I'm attempting a multiple regression model where the predicted variable is runoff ratio - the ratio of watershed discharge to the precipitation input. This should generally be bounded [0,1], however, due to measurement error some values > 1 occur.
Originally, I modeled this with the predicted variable un-transformed, but logistic regression has been suggested to me, I also have heard Beta regression suggested. I'm not sure how to proceed, and if these transformations are appropriate to my data:
My questions are: 1) Is a logistic regression appropriate for these data? and 2) If I were to proceed with logistic regression, would I need to convert the runoff ratios to proportions, or would I apply the logit to the values as they are?
Sorry if these are obtuse questions - I'm new to logit and most of the information I have found is for binary response variables.
Edited for suggested additions: As a simple version: I am modeling runoff ratio (rr) as an effect of precipitation (pcp) and antecedent water table position (ant):
rr ~ pcp + ant
rr is a continuous variable.

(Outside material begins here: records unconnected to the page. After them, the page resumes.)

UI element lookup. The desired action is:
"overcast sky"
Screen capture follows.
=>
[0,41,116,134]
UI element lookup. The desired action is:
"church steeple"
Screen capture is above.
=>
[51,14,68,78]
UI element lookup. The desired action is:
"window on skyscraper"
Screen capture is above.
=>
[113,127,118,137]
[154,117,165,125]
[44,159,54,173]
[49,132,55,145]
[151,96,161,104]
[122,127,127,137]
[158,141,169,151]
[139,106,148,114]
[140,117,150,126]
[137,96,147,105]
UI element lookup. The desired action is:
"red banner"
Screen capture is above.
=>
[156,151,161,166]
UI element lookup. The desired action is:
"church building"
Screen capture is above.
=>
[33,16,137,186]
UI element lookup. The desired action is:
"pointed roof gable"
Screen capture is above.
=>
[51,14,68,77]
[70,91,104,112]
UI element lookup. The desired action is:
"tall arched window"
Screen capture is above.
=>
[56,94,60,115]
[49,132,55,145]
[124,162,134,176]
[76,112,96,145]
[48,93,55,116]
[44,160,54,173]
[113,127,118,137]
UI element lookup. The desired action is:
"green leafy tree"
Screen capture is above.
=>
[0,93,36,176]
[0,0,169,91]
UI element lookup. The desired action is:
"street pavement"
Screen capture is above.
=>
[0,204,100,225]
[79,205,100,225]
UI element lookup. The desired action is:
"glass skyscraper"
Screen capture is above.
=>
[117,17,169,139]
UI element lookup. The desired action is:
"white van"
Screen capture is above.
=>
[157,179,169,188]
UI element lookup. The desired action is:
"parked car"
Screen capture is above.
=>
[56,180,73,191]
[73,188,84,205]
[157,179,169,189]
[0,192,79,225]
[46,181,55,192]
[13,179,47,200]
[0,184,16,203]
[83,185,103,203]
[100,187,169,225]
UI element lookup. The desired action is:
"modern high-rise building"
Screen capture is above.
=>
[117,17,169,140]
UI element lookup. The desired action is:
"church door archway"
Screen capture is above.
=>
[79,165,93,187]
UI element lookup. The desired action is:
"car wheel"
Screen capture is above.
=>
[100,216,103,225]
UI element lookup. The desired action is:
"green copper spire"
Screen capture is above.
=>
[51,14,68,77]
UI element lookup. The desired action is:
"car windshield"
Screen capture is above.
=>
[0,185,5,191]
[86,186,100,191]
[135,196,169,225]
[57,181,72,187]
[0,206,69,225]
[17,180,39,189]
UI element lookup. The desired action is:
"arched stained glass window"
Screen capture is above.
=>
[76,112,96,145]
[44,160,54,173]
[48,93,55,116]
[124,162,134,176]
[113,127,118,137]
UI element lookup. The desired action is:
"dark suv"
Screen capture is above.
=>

I am not interested in the probability of specific values, rather I'm interested in the values themselves - both to assess the significance of the predictors and as a predictive model.
Conceptually, I was fine modeling it un-transformed. However, a simple linear regression allows predicted values outside of the physical range of [0,1]. As mentioned above, measurement error does lead to values >1, which I'll eventually have to deal with.